Le retour des justiciers obligataires avait fait la une des médias financiers au T3. Il est vrai que les besoins d’endettement/de refinancement du Trésor américain, à quelques mois de l’échéance électorale présidentielle devenaient abyssaux. Dans des marchés interconnectés, les autres marchés obligataires avaient également subi des pertes importantes, même si ni la situation macro-économique, ni les futures émissions de dettes n’étaient comparables.
Quelques semaines plus tard, les opérateurs ont opéré une volte-face spectaculaire (le mois d’octobre 2023 restera gravé dans les tabelles obligataires, aidés par plusieurs facteurs. Le Trésor américain a joué technique et concentré ses futures émissions sur les T-Bills. Ce qui a d’une part réduit la pression sur la partie longue de la courbe et surtout, d’autre part, cessé de ponctionner de la liquidité dans les marchés. Les capitaux acheteurs sont effectivement venus des MMF. Ce ¨subterfuge¨ de résout pas la prodigalité américaine, mais offre un répit.
Les banquiers centraux japonais, eux, ont continué de graduellement sortie de la nationalisation des taux (YCC). Tâche périlleuse que l’Australie avait expérimenté à ses dépens. Ueda & CO ne s’en sortent pas si mal en jouant la montre, et en restant suffisamment flous sur les aspects quantitatifs immédiats mais transparents sur leur objectif de moyen terme. Le marché de JGBs s’est calmé et le USDJPY aussi.
Tout récemment, l’UE a également favorisé un changement – majeur – de psychologie, grâce au rapide reflux conjoncturel et inflationniste.
Deuxième étape du processus désinflationniste européen
Il y a un an, l’inflation européenne atteignait des niveaux à deux chiffres. Même si une baisse de l’inflation n’est pas la même chose qu’une baisse des prix, le processus désinflationniste est remarquable. Comme les mois précédents, les principaux facteurs ont été des effets de base favorables dans presque tous les secteurs, à l’exception de l’alimentaire. À l’avenir, le processus désinflationniste devrait se poursuivre. La prochaine étape sera la conséquence du resserrement de la politique monétaire de la BCE. L’affaiblissement de la demande, dû à la hausse des taux, devrait conduire à des baisses de prix. Cela se reflète déjà dans les attentes en matière de prix de vente, qui ont commencé à sensiblement baisser dans les services, après le manufacturier.

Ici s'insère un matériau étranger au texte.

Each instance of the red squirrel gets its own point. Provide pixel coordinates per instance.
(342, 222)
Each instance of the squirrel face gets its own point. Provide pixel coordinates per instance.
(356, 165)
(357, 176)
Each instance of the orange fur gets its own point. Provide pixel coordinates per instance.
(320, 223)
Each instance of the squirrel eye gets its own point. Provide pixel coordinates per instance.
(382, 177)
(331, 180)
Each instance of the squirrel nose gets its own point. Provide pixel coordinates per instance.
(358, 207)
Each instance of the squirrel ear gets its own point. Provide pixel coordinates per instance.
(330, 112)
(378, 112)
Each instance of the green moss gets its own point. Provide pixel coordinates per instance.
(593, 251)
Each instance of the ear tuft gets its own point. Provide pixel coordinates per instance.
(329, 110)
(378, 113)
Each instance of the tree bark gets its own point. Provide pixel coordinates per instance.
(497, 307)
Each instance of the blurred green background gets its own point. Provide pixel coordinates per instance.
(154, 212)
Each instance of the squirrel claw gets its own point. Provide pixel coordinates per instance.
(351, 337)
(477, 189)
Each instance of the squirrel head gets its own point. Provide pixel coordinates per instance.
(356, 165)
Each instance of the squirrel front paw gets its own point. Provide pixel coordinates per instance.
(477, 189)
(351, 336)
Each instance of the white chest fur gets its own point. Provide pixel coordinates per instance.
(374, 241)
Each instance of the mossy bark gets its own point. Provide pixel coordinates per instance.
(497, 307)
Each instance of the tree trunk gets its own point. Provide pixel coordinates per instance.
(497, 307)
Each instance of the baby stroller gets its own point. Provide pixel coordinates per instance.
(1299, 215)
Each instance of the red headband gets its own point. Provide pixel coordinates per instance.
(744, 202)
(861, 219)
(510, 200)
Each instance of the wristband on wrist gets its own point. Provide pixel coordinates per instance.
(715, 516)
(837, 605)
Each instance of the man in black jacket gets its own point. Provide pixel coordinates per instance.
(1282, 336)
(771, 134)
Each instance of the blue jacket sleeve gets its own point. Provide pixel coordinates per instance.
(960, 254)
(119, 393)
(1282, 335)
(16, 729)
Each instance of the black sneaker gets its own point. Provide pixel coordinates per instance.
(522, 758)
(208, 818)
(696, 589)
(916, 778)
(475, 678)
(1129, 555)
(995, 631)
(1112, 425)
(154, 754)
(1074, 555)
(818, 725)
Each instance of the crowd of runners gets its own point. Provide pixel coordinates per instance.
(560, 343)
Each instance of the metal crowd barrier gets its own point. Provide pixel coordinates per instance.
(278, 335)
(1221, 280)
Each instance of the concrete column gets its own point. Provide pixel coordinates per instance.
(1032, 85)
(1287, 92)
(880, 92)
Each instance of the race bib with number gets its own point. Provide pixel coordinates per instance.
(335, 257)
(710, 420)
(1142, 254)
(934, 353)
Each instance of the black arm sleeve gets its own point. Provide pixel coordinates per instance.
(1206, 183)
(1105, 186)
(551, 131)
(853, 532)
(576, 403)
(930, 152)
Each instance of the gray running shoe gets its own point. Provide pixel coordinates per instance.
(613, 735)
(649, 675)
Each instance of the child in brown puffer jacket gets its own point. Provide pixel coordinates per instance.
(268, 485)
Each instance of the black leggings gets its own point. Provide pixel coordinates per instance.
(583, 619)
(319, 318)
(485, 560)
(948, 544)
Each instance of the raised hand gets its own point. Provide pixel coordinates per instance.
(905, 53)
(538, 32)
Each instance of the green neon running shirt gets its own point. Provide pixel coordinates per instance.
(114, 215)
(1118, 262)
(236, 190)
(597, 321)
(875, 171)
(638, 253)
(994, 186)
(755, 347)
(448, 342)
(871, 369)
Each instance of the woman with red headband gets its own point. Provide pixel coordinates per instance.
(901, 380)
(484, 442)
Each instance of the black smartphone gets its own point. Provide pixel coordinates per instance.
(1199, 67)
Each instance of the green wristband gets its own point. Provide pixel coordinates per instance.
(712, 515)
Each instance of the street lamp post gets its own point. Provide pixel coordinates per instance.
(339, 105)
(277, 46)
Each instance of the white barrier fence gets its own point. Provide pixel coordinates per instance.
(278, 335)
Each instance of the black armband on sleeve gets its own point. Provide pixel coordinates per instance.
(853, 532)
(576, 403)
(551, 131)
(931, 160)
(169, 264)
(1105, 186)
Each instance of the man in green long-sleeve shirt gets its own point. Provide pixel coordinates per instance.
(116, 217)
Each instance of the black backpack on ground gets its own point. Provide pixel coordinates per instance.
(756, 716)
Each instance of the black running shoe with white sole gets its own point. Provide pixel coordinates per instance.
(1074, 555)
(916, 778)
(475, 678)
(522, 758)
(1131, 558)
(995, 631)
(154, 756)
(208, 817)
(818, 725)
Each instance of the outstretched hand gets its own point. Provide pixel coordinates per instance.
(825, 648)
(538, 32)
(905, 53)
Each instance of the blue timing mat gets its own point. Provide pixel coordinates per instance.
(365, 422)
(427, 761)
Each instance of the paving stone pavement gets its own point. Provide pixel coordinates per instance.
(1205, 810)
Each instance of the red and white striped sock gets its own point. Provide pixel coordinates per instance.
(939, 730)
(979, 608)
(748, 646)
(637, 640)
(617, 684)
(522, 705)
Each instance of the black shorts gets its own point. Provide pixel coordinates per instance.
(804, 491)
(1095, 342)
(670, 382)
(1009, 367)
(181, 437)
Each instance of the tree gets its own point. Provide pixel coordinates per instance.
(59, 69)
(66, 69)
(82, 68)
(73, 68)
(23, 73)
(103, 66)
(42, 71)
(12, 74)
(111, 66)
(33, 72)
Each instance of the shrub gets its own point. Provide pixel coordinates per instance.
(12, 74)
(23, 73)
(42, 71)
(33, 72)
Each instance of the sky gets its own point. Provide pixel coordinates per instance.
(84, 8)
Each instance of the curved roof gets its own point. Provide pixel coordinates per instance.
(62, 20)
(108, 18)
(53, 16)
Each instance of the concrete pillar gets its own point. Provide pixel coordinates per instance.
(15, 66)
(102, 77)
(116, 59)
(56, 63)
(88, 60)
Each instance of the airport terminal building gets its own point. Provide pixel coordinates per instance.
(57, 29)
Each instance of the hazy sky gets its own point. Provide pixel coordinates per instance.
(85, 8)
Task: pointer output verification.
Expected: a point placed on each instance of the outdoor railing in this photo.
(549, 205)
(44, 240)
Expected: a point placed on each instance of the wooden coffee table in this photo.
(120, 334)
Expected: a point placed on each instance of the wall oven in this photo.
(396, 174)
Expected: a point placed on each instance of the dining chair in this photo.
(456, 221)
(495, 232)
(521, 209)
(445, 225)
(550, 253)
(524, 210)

Des risques pèsent sur ces prévisions. Ce ne sont pas seulement les prix de l’énergie, mais aussi les récentes difficultés budgétaires en Allemagne qui pourraient faire grimper l’inflation. Une remontée du taux réduit de TVA pour les restaurants, de 7% à 19%, a déjà été annoncée. D’autres augmentations de taxes ou de prix administrés pourraient suivre.
La désinflation n’est pas qu’un phénomène allemand. Elle s’étend à l’ensemble de la zone euro, la BCE court le risque de sous-estimer sa dynamique comme elle avait sous-estimé le retour de l’inflation il y a 2 ans. Compte tenu de l’affaiblissement des perspectives économiques et de la désinflation, les hausses ne sont plus envisageables. Le plein impact du resserrement se fera sentir dans les mois à venir, le risque est même élevé que la BCE ait déjà trop resserré sa politique monétaire. Des forces cycliques sont à l’œuvre même si l’inflation structurelle sera plus élevée dans le futur en raison de la démographie, de la réduction des risques et de la décarbonisation.
Le taux allemand à 10 ans suit une tendance plutôt latérale depuis un an. Aujourd’hui, les marchés remettent en question le bien-fondé de taux réels structurellement positifs. La baisse du taux à 10 ans ne dépend pas de la 1ère baisse de taux, ni des baisses de taux totales en 2024. Il dépend du point terminal des taux directeurs.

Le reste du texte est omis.